On the first day of January 1808, a new federal law took effect that provided that no new slaves would be imported into the United States but Charleston hardly noticed for at nearly the same time, a "robust" slave trade was building up in the southwestern states in the years leading up to the Civil War.
Charleston, founded in 1670, wore the accumulated wealth of the blood trade very well: on its cobblestone streets stood Greek Revival storefronts, as well as Federal, Georgian, and Colonial palaces alongside Gothic houses of worship. So many churches, in fact, that one of Charleston's nicknames was "Holy City."
Many residents and visitors showed great pride in the 19 wharves that lined the Cooper River stretching some two miles or more. Charleston had become the hub of southern Atlantic commerce and one of the region's foremost ports. There was little discussion permitted that its opulence was built on and sustained by an army of Black bodies robbed of life, liberty, or the pursuit of happiness.
The Civil War began in Charleston in 1861, and its fall came only a few months before the end of the war itself in 1865. The city had been subjected to near constant Union bombardment and a series of fires that began in the first year of the conflict which destroyed hundreds of buildings.

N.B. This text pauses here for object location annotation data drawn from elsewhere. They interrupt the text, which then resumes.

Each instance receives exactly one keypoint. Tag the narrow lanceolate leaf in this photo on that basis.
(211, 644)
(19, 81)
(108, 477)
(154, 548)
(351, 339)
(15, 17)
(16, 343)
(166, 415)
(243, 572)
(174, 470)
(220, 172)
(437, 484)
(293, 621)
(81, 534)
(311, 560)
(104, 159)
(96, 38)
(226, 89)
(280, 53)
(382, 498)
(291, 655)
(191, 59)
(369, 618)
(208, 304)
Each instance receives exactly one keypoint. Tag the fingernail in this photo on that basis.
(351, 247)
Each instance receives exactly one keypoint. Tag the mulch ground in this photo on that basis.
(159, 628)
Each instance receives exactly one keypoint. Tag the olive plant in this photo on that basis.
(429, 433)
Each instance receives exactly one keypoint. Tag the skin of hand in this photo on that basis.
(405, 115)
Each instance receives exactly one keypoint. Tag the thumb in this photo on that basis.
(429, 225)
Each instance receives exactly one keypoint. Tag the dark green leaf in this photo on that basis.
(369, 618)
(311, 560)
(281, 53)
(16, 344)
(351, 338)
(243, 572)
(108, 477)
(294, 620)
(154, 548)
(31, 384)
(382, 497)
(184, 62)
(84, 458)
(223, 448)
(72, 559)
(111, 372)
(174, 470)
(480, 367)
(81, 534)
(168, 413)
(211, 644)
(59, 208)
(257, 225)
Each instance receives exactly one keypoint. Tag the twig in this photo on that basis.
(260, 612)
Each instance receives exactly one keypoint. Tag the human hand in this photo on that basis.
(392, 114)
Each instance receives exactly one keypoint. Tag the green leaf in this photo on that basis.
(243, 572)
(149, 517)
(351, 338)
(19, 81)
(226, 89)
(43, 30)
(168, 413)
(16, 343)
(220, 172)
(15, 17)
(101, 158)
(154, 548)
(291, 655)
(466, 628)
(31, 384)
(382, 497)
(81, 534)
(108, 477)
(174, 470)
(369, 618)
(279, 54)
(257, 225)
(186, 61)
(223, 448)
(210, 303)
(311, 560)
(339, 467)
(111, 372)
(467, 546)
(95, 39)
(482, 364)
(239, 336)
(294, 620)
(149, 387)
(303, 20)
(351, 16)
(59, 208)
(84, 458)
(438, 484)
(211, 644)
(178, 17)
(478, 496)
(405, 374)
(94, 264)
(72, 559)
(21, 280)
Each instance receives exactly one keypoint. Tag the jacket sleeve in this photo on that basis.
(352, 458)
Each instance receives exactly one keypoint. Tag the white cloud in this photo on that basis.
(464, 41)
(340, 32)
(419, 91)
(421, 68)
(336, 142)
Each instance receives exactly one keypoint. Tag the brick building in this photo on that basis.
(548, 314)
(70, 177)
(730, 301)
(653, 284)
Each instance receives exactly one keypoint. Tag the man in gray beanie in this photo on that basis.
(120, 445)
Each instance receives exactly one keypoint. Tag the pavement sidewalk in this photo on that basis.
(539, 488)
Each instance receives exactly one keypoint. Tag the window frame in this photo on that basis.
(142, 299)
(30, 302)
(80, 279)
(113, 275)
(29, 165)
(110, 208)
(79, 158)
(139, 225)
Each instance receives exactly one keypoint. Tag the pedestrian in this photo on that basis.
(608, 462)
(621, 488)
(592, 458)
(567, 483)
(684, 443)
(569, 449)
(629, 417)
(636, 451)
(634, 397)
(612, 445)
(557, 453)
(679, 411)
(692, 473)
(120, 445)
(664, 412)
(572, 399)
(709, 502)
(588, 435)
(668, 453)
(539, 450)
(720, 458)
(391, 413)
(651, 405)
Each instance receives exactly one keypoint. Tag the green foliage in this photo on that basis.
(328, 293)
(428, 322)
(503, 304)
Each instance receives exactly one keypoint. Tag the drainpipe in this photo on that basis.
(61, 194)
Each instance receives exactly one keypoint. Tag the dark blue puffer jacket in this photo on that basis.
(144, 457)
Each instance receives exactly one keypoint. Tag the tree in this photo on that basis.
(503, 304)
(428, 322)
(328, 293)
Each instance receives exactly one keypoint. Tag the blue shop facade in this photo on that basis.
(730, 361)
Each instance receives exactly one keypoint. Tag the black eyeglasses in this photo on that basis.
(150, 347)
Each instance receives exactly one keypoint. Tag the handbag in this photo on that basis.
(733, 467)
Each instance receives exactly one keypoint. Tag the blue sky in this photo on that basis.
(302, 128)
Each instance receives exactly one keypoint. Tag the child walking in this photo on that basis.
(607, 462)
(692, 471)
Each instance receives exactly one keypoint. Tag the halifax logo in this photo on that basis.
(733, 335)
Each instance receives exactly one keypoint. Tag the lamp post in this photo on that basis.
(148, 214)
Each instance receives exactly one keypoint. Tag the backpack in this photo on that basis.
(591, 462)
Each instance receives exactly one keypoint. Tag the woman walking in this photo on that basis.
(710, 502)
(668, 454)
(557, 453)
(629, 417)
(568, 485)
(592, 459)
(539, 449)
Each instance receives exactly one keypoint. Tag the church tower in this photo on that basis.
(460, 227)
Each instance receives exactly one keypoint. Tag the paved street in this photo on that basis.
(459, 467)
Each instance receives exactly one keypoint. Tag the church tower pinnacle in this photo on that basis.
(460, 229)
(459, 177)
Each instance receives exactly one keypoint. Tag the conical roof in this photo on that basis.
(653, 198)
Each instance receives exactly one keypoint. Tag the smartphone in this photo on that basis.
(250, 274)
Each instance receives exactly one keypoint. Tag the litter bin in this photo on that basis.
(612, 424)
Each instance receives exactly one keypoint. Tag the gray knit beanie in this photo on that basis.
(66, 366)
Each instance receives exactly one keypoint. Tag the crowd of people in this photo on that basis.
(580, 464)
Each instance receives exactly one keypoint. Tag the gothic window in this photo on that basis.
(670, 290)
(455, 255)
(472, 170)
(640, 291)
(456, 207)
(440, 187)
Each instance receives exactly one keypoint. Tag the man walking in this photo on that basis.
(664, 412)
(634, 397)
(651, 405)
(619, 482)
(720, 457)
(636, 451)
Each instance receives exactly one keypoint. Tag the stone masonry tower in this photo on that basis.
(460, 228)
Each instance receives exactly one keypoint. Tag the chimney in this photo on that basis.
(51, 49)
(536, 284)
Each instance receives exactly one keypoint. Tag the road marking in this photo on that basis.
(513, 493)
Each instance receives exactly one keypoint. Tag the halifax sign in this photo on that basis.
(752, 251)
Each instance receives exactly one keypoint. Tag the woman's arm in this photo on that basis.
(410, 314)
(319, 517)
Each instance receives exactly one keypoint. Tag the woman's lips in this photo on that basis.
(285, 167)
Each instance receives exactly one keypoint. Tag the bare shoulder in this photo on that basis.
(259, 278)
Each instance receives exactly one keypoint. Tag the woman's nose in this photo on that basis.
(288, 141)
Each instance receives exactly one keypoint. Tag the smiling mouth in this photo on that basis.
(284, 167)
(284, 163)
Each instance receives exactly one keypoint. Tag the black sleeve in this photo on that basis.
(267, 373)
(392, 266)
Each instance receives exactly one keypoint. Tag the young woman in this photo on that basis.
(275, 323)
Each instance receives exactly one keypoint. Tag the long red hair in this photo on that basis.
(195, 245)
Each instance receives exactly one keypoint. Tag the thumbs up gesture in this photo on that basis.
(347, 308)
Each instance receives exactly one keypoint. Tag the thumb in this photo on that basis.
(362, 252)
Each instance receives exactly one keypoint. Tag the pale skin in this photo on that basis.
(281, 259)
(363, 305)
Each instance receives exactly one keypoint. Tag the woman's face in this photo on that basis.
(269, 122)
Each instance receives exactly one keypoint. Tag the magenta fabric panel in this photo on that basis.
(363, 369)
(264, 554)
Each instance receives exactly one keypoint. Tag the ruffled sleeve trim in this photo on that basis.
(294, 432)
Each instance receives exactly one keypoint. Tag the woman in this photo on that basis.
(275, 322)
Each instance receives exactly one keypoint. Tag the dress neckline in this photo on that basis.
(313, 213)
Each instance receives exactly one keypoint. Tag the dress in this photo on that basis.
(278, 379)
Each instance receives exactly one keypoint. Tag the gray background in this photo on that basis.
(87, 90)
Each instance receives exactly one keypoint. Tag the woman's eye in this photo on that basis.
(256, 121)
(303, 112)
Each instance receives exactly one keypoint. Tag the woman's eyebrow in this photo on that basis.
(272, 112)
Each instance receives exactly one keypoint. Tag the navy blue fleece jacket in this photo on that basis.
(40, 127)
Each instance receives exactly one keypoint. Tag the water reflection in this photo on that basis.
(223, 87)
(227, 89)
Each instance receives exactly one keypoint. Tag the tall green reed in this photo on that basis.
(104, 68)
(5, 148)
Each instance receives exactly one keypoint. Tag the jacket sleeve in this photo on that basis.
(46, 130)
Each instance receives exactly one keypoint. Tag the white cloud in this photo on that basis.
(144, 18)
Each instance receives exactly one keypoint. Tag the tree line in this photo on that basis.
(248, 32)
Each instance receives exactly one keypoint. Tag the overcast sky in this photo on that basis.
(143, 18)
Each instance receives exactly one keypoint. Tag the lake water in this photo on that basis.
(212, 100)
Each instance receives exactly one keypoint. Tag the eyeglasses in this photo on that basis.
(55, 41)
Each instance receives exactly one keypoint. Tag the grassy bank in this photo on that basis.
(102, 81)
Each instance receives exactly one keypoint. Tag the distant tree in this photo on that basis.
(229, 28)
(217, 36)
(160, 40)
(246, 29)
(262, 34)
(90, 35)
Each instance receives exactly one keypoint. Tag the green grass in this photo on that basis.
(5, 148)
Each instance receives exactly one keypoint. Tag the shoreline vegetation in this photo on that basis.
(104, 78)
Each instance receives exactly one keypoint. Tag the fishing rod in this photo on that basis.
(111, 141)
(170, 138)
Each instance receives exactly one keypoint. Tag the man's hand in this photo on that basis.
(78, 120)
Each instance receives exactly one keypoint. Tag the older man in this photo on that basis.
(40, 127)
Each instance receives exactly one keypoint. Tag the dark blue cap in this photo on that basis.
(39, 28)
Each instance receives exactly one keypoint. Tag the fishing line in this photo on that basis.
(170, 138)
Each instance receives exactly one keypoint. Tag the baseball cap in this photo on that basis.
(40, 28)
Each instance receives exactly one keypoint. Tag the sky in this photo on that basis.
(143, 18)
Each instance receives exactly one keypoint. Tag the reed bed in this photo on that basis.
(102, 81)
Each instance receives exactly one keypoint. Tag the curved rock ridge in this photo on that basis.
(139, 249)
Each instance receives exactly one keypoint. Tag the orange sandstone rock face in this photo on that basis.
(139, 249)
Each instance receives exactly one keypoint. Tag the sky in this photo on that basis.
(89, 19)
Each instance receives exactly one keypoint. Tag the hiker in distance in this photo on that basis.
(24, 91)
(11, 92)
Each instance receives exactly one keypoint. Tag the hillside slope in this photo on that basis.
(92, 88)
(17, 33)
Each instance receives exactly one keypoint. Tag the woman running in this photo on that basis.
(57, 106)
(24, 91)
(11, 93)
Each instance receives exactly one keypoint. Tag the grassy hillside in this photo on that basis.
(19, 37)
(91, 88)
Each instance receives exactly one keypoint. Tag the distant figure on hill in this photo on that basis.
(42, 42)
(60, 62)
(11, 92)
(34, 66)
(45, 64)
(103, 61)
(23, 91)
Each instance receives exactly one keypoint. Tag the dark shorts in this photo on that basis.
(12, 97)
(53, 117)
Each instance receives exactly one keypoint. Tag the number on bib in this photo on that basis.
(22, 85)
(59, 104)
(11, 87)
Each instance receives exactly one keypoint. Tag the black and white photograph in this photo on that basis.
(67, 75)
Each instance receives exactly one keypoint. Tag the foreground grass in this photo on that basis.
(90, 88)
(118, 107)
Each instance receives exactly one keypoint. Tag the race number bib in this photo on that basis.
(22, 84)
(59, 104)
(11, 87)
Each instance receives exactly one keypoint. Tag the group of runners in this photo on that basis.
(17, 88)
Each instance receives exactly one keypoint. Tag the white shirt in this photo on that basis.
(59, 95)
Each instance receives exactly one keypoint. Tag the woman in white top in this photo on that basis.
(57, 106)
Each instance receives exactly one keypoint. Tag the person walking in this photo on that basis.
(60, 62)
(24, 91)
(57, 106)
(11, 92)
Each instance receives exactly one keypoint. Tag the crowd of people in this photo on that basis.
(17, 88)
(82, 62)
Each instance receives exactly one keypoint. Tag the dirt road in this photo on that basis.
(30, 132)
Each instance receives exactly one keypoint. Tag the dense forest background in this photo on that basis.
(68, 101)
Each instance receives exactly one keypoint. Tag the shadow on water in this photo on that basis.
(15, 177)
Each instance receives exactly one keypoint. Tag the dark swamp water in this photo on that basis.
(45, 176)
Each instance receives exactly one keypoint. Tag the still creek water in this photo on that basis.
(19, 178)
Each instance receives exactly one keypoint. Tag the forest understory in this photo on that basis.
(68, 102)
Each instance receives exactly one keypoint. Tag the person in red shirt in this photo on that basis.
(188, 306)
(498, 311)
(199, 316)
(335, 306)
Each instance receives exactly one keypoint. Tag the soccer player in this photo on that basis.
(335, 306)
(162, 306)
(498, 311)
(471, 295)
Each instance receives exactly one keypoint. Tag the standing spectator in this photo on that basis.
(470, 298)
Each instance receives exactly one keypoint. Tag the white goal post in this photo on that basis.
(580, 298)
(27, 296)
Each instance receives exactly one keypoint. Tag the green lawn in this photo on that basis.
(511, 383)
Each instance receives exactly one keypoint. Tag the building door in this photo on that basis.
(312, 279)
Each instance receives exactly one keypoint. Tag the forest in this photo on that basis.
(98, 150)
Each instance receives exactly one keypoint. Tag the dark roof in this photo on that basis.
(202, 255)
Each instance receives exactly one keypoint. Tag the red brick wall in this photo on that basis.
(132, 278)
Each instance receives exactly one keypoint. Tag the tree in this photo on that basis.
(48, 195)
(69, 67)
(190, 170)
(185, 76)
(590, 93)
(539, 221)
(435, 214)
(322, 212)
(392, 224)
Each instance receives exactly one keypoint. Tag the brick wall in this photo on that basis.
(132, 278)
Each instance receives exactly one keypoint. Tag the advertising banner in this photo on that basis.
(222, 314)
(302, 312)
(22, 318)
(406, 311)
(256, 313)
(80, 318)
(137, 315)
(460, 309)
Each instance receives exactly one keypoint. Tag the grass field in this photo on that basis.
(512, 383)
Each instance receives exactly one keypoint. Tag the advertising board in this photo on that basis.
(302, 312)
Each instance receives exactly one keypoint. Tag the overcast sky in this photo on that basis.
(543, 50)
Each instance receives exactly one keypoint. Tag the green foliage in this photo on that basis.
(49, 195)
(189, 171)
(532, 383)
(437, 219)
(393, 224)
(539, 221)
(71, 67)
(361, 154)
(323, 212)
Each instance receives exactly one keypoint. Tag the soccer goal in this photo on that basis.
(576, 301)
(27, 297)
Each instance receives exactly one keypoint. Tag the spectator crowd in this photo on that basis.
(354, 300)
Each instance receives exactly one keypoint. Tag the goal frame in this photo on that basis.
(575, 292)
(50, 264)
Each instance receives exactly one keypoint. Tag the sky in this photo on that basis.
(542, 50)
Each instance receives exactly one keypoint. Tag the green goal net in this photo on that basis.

Amos Gadsden, a former enslaved person, claimed that an early fire was started by a Union balloon while Union and rebel forces were camped on opposite sides of the river. The mayor surrendered the city to northern troops. The first of whom to enter were men of African descent of the 21st Regiment, US Colored Troops and the 55th Regiment of Massachusetts Volunteers, another Black unit. As they passed through, they sang "John Brown's Body." They were followed by scores of gleeful Black folks openly singing, praying, and shouting, beyond elated that freedom had finally come.